We heard from RedONE in Malaysia, which has an evolving strategy of firstly targeting female users, across female dominated professions such as teaching.
Sales and distribution is handled by a network of small business people who are also investors in the brand, so it’s a two way street with the company.
Most interesting though were the plans to evolve. Leveraging credit card branding and a voucher system, RedONE is heading towards being as much a mobile phone provider as a fintech, creating a community of users who can be targeted with offers from retailers, with the company taking a clip on the way through.
It is a very different approach from Singapore’s Circles.Life, which I’ve written about previously. Here is a lifestyle based provider targeted the digital generation who want everything – from cinema tickets to transport – delivered through their phone.
Unlike RedONE, which would seem to be very Malaysia focused, the Circles.Life model is a portable one, and could soon find its way to other South-East Asian markets.
In Australia, Woolworths is the country’s largest supermarket chain, and is leveraging its brand in communications as it is simultaneously rolling it out in financial services, notably insurance.
The idea with Woolworths Mobile, the conference was told, was to “make buying a phone and plan as easy as grocery shopping.”
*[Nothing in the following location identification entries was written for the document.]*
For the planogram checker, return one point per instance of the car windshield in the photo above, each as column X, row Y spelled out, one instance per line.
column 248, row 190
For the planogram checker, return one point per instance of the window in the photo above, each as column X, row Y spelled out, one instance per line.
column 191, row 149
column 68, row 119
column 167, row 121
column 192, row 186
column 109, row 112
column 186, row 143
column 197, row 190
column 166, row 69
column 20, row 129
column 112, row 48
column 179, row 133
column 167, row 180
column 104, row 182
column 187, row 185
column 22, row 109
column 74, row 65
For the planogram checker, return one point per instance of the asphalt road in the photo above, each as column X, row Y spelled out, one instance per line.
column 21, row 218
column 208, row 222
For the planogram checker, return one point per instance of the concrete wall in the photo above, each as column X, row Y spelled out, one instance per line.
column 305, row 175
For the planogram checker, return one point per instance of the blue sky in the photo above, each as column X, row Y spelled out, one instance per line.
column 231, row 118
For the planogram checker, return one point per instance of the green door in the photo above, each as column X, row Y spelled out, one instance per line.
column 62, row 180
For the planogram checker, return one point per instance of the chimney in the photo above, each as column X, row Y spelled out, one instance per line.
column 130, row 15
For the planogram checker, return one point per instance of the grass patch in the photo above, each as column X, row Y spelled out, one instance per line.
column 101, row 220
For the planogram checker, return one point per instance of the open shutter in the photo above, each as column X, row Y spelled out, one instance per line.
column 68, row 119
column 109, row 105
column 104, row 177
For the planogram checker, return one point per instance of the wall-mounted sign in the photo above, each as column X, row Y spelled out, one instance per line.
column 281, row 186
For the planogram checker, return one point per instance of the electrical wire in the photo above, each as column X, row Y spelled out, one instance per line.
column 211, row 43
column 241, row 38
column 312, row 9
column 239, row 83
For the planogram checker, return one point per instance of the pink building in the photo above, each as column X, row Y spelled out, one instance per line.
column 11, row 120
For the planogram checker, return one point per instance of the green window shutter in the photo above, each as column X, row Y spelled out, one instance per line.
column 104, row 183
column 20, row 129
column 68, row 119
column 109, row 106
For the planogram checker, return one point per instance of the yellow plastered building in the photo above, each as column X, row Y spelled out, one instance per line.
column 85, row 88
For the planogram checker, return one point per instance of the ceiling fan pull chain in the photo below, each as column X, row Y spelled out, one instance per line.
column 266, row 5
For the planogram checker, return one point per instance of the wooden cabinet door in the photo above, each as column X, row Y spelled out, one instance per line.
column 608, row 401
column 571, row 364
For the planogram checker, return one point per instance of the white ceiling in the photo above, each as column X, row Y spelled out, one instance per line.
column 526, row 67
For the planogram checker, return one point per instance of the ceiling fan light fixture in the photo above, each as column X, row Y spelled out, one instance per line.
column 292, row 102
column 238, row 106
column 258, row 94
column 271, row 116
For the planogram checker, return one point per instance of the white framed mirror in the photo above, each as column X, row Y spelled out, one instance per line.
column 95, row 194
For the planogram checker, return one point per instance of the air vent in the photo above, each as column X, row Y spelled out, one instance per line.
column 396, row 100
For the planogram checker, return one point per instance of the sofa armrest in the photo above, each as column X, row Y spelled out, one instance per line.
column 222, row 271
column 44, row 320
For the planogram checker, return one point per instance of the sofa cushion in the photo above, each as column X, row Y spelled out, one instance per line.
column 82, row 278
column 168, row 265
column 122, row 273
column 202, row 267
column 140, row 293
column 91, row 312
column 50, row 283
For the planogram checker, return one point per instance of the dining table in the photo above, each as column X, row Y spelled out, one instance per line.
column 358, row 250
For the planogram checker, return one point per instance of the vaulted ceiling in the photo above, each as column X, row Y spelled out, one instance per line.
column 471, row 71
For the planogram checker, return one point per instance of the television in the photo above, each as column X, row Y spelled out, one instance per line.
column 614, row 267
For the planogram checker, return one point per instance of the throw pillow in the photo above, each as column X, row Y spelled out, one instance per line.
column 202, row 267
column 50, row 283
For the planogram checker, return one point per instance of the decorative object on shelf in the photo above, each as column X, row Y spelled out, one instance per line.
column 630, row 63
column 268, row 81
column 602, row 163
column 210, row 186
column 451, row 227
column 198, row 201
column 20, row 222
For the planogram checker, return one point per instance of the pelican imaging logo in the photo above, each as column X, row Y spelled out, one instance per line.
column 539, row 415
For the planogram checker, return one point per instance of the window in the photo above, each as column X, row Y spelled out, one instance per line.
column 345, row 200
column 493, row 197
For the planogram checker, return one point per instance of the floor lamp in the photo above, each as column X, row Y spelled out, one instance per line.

Ultimately, the message is that in a communications landscape where voice is no longer so dominant, the MVNO model can enable a diversity of business cases and uses.
For MNOs, particularly those in competitive markets, partnering with MVNOs is a way of penetrating niche markets outside of the core offering.
This is particularly the case for MNOs which are not the leaders in their markets. If they are ranked third in a market with three MNOs, then using MVNO partnerships to ramp up the utilization of their network is a good way to growth.
The early MVNO example was Virgin Mobile. In several global markets challenger MNOs partnered with Virgin and hitched a ride on the brand’s cache to drive growth.
The Virgin model, as the Singapore conference showed, is a little out-dated but the basic idea of brand leverage remains.
Combine that with some of the innovative approaches we are seeing in Asia, and the MVNO sector promises to be one of the most active in interesting to watch in the near and medium term futures.